In [None]:
from pathlib import Path

import dask
import numpy as np
import pandas as pd
import xarray as xr
from dask.distributed import Client
from seapopym.configuration.no_transport.parameter import ForcingParameters, ForcingUnit, KernelParameters

from seapopym_optimization import wrapper

User parameters

A batch of 1000 samples takes about 48 seconds to run on my machine.


In [None]:
nb_samples_by_batch = 1000

quantity_of_interest = ["mean", "variance", "argmax"]

time_start = "2005-01-01"
time_start_analysis = "2006-01-01"
time_end = "2007-01-01"

In [None]:
stations_locations = pd.read_json("../1_data_processing/1_3_Sensibility/stations_locations.json")
stations_locations = stations_locations.set_index("name")
stations_locations

In [None]:
multi_index_columns = pd.MultiIndex.from_product(
    [stations_locations.index, quantity_of_interest], names=["station", "quantity_of_interest"]
)
column_index_flatten = pd.Index(
    [f"{station}_{quantity_of_interest}" for station, quantity_of_interest in multi_index_columns], name="station"
)
multi_index_columns

In [None]:
client = Client()
client

Samples (sobol sequence)


In [None]:
input_parameters = pd.read_parquet("./input_samples.parquet")
input_parameters

Setting the output file. This file will be filled batch after batch with QoI values.


In [None]:
output_sobol_index_filepath = Path("./output_sobol_index.parquet")
if output_sobol_index_filepath.exists():
    output_sobol_index = pd.read_parquet(output_sobol_index_filepath)
else:
    output_sobol_index = pd.DataFrame(columns=multi_index_columns)
    output_sobol_index.to_parquet(output_sobol_index_filepath)
output_sobol_index

---

# Cost function definition

Prepare forcing and parameters definition


In [None]:
input_forcing = xr.open_dataset("../1_data_processing/1_3_Sensibility/all_stations.zarr", engine="zarr")
input_forcing = input_forcing.sel(time=slice(time_start, time_end))
input_forcing

In [None]:
FORCING_PARAMETERS = ForcingParameters(
    temperature=ForcingUnit.from_dataset(forcing=input_forcing, name="T", resolution=0.08333, timestep=1),
    primary_production=ForcingUnit.from_dataset(input_forcing, name="npp", resolution=0.08333, timestep=1),
)

In [None]:
def wrapper_model_generator_no_transport(fg_parameters):
    fg_parameters = wrapper.FunctionalGroupGeneratorNoTransport(np.array([fg_parameters]))
    return wrapper.model_generator_no_transport(
        fg_parameters=fg_parameters,
        forcing_parameters=FORCING_PARAMETERS,
    )

Official scoring function


In [None]:
def compute_quantity_of_interest(biomass_forcing_station, station):
    return (
        float(biomass_forcing_station.mean().data),
        float(biomass_forcing_station.var().data),
        int(biomass_forcing_station.argmax("time").data),  # TODO: Compute the DayOfYear of the argmax
    )


@dask.delayed
def cost_function(x: np.ndarray):
    energy_transfert, tr_0, gamma_tr, inv_lambda_0, gamma_inv_lambda = x.T
    fg_parameters = [0, 0, energy_transfert, tr_0, gamma_tr, inv_lambda_0, gamma_inv_lambda]

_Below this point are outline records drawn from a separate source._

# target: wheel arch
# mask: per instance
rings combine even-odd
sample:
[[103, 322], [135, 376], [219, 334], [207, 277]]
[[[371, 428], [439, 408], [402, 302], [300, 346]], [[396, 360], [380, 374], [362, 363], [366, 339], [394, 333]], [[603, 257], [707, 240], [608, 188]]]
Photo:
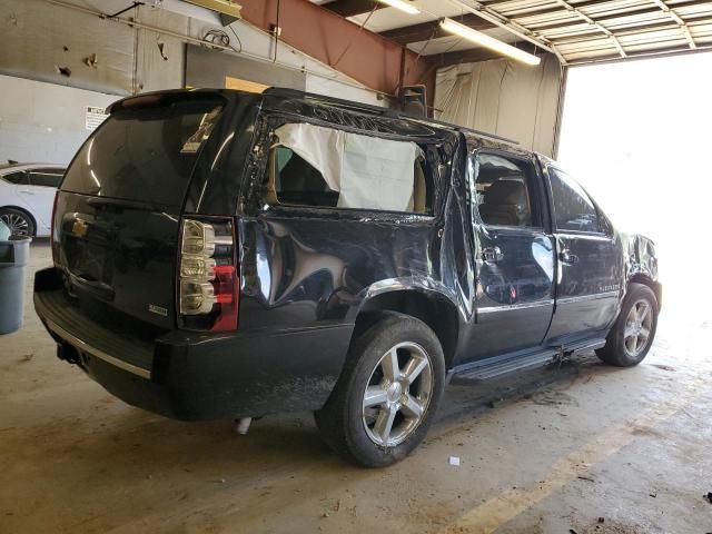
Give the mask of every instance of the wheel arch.
[[376, 324], [383, 313], [396, 312], [415, 317], [433, 329], [449, 369], [459, 336], [457, 307], [446, 296], [419, 288], [393, 289], [365, 299], [356, 315], [352, 340]]
[[653, 294], [655, 295], [655, 299], [657, 300], [657, 312], [661, 310], [662, 306], [663, 306], [663, 287], [662, 284], [660, 284], [656, 280], [653, 280], [650, 276], [647, 276], [644, 273], [636, 273], [633, 276], [631, 276], [627, 280], [627, 287], [626, 287], [626, 293], [631, 287], [631, 284], [641, 284], [643, 286], [647, 286], [652, 289]]
[[34, 233], [32, 234], [32, 237], [34, 237], [37, 235], [37, 218], [34, 218], [34, 215], [32, 215], [32, 211], [30, 211], [27, 208], [23, 208], [21, 206], [14, 206], [12, 204], [9, 204], [7, 206], [0, 206], [0, 209], [14, 209], [17, 211], [22, 211], [24, 215], [27, 215], [31, 220], [32, 220], [32, 226], [34, 227]]

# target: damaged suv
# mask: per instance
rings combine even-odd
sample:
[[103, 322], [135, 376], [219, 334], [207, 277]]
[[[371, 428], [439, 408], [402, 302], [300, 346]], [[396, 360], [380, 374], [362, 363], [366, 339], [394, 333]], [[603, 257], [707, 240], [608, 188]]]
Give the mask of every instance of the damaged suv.
[[651, 347], [653, 243], [495, 136], [304, 92], [121, 100], [55, 201], [34, 306], [58, 356], [179, 419], [313, 411], [367, 466], [445, 384]]

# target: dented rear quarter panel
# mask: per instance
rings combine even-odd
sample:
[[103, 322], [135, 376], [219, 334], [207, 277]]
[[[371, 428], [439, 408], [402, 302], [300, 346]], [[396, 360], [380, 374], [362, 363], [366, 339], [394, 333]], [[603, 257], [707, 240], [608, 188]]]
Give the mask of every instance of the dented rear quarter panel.
[[[301, 100], [266, 101], [264, 108], [238, 222], [240, 332], [353, 325], [368, 299], [390, 291], [446, 300], [459, 323], [469, 322], [474, 261], [461, 135]], [[438, 145], [448, 169], [432, 215], [267, 206], [269, 132], [286, 121]]]

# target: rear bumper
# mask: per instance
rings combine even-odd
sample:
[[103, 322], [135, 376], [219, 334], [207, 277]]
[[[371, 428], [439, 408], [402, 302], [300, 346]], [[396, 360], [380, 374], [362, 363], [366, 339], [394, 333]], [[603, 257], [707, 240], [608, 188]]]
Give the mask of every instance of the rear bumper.
[[340, 374], [353, 325], [251, 335], [111, 329], [65, 295], [57, 269], [34, 279], [34, 309], [58, 356], [128, 404], [186, 421], [319, 409]]

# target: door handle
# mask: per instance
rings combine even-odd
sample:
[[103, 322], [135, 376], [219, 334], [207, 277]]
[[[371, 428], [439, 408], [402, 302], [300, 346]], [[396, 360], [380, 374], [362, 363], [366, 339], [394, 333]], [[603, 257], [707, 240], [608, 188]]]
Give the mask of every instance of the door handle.
[[502, 249], [500, 247], [485, 247], [482, 249], [482, 258], [488, 263], [496, 263], [504, 258]]
[[561, 259], [564, 264], [574, 265], [578, 263], [578, 256], [575, 254], [571, 254], [571, 250], [564, 248], [561, 253], [558, 253], [558, 259]]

    model = wrapper_model_generator_no_transport(fg_parameters)

    model.run()
    biomass_forcing = model.export_biomass().sel(time=slice(time_start_analysis, time_end))

    results = []
    for station in stations_locations.index:
        biomass_forcing_station = biomass_forcing.sel(
            latitude=stations_locations.loc[station, "latitude"],
            longitude=stations_locations.loc[station, "longitude"],
            functional_group=0,
        )
        results += compute_quantity_of_interest(biomass_forcing_station, station)

    return results

In [None]:
def batch_cost_function_execution(input_parameters: pd.DataFrame) -> np.ndarray:
    resultats = [cost_function(param) for param in input_parameters.to_numpy()]
    return np.array(dask.compute(*resultats))

Test function


In [None]:
# TEST FUNCTION
# def batch_cost_function_execution(input_parameters: pd.DataFrame) -> np.ndarray:
#     return np.full((input_parameters.shape[0], len(quantity_of_interest)), 1)

---


Run as much batch you can


In [None]:
for batch_number in range(0, (len(input_parameters) // nb_samples_by_batch) + 1):
    min_batch = batch_number * nb_samples_by_batch
    max_batch = min(batch_number * nb_samples_by_batch + nb_samples_by_batch, len(input_parameters))
    print(f"Batch {batch_number} = {min_batch} : {max_batch}")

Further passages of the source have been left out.